Gore's regret is evident in speech

Al Gore bowed out of the presidential race last night, acknowledging his disappointment after losing a rancorous postelection battle to George W. Bush but pledging his full support to his triumphant rival.

"This is America, and we put country before party," Gore said, speaking before an American flag in a nationally televised address. "We will stand together behind our new president."

The ambition of a lifetime dashed 23 hours earlier when the U.S. Supreme Court dealt a fatal blow to his recount effort in Florida, Gore phoned to congratulate the Texas governor and concede the race shortly before 9 p.m.

The vice president had called his Republican opponent once before, early the morning after Election Day, only to retract his concession when he learned Florida - and the presidency - were too close to call.

"I promised him that I wouldn't call him back this time," Gore said, smiling weakly.

Pausing and swallowing hard before he began his eight-minute prime-time address, which at times strived for humor and at others sounded resolute, Gore did not hide his own regret over the victory that barely eluded him.

With his wife, Tipper; their four children; his running mate, Connecticut Sen. Joseph I. Lieberman; Lieberman's wife, Hadassah; and their daughter standing nearby, Gore thanked those who voted for him and reflected on the "long and difficult road" of the past five weeks.

"I know that many of my supporters are disappointed," he said in measured tones. "I am, too."

But he also made a pledge: "I say to President-elect Bush that what remains a partisan rancor must now be put aside, and may God bless his stewardship of this country."

Still, Gore never actually called his opponent the winner of the race. Instead, he said he was conceding "for the sake of our unity as a people and the strength of our democracy."

Standing in the vice president's ceremonial room in the Eisenhower Executive Office Building just steps from the White House he labored two years to win, Gore criticized the ruling of the U.S. Supreme Court that helped deliver Bush a victory. But he also called for reconciliation.
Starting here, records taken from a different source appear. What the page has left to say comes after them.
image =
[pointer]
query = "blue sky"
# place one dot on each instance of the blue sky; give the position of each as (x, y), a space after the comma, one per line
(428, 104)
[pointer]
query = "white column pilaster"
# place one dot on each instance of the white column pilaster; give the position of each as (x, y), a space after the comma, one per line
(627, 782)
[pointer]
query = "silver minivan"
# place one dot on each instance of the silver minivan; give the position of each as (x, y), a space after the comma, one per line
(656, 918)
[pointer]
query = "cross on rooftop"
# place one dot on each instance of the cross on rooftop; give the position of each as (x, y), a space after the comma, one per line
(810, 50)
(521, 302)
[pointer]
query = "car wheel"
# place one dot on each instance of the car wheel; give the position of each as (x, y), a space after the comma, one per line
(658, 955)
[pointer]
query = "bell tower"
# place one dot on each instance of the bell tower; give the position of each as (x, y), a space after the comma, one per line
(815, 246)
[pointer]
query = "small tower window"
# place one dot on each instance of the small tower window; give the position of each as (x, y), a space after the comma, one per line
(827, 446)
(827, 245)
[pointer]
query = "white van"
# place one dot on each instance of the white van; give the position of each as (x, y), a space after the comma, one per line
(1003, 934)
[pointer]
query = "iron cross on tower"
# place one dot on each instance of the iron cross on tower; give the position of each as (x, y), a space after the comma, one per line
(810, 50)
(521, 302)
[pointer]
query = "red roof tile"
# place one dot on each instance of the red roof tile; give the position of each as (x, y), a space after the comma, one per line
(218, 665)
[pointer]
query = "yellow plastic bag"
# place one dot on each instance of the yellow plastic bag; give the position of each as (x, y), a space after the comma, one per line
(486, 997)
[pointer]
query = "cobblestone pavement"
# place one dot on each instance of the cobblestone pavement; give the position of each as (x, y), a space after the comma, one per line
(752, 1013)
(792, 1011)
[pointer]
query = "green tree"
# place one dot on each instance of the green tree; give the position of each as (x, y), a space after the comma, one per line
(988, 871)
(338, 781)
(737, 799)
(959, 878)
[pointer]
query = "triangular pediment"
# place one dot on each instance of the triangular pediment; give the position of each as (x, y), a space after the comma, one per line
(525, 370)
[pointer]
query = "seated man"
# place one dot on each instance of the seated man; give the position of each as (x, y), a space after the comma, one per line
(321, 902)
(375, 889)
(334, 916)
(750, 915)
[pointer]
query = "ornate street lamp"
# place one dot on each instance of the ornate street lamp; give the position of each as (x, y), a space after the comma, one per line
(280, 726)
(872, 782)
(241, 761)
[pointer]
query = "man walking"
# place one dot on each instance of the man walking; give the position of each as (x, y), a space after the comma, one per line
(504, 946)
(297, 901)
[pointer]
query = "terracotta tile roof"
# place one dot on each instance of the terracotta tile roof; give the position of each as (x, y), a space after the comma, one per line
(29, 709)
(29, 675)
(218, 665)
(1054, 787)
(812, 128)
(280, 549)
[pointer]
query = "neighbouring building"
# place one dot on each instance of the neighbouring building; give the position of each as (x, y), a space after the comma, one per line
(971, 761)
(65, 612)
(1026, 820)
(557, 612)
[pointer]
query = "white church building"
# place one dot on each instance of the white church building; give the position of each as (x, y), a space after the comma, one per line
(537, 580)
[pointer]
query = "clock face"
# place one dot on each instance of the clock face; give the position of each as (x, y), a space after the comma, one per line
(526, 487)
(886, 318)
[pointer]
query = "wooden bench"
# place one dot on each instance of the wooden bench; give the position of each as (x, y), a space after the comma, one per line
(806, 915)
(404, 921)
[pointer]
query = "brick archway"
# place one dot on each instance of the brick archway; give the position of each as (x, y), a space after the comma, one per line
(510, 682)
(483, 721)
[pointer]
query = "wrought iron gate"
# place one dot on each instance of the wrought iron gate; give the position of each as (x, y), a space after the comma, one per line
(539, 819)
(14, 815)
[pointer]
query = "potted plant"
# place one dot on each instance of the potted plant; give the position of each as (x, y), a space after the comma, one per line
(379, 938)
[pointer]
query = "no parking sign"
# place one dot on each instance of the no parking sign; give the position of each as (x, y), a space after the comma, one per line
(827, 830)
"Let there be no doubt: While I strongly disagree with the court's decision, I accept it," Gore said. He added that he has offered to meet with Bush as soon as possible and pledged to be "personally at his disposal."

As for his own future, Gore said, "I don't know the answer to that one yet." He said he'd retreat for the holidays to the family farm in his native Tennessee, a state he lost in the general election. "I know I'll spend time in Tennessee and mend some fences, literally and figuratively," he quipped.

But he hinted that he was not ready to put politics behind him. "I have seen America in this campaign and I like what I see," he said. "It's worth fighting for, and that's a fight I'll never stop."

Gore concluded by reprising a line he had used eight years ago in running with Bill Clinton against Bush's father, one that Bush running mate Dick Cheney used against Clinton and him this year: "And now my friends, in a phrase I once addressed to others, it's time for me to go."

The vice president left his official residence on the grounds of the Naval Observatory at 8:30 p.m. in a multicar motorcade that wound past cheering supporters outside the Eisenhower building. The faithful remained in the cold rain while Gore spoke. When he re-emerged, they closed around him and chanted "Gore in Four" -- a call for him to run again in 2004.

Staying behind closed doors all day while his dying campaign issued its last gasps, Gore spent the hours before his speech deciding how to quit a narrow race he firmly believes he won. Joined by top aides, Gore scribbled notes and dictated large portions of the at-times wistful address.

When asked whether the vice president had written the speech himself, a Gore senior adviser replied, "Totally." The Gore team had drafted concession remarks at earlier points in this topsy-turvy election, but the aide said that this time, Gore started from scratch - hoping to reflect both his adamant defense of the Florida recount and his desire to help heal the country's partisan wounds in the aftermath.

Since the election, the team that has shaped Gore's message, led by veteran Democratic speechwriter Bob Shrum, has shuttled to Gore's home with each seeming defeat. But every time, they turned back as another reprieve materialized and the campaign lived one more day.

But yesterday passed in a slow series of realizations that now, finally, it was over. Less than 12 hours after the Supreme Court's devastating ruling against Gore, the campaign was clearly on life support. At 10 a.m., campaign Chairman William M. Daley issued a terse statement saying the recount effort would end immediately.

As some of Gore's longtime staffers in Washington greeted the news with teary-eyed exhaustion, the vice president's Florida staff received a conference call from top strategists Ron Klain and Michael Whouley telling them to close down the recount headquarters and pack their bags. Their message was unequivocal:

"They said, `We won, the state did a great job, but the other side ran out the clock,'" said Nick Baldick, a top Gore strategist in Florida.

During the morning, Gore spoke by phone for five minutes with President Clinton, who offered words of support while traveling in Belfast, Ireland.

Later, by nightfall, the vice president was the host at an already scheduled Christmas party for supporters - including celebrities such as rocker Jon Bon Jovi. Afterward, Gore and Lieberman returned to the vice president's residence for a long-delayed Election Night party.

In the hours before the speech, many on Capitol Hill were calling on Gore to take the lead in assuaging the post-election bitterness.

"His speech is going to be the most important speech of his life, not just for himself but for the country," said Louisiana Democratic Sen. John B. Breaux. "What he says will set the tone for the next four years."

Republican Majority Leader Trent Lott of Mississippi said the vice president needed to begin bridging the post-election divide.

"I do think that the vice president's tone will be extremely important," Lott said. "I've seen other senators say that the most important speech, perhaps, at this juncture will be the one that is made by the loser, rather than the winner - although I think they're both going to be very important."

Although last night ended Gore's presidential bid, the most loyal supporters were already thinking of a 2004 campaign. Earlier in the day, spokesman Chris Lehane said that staffers derived hope from the thought that "the phoenix will always rise from the ashes."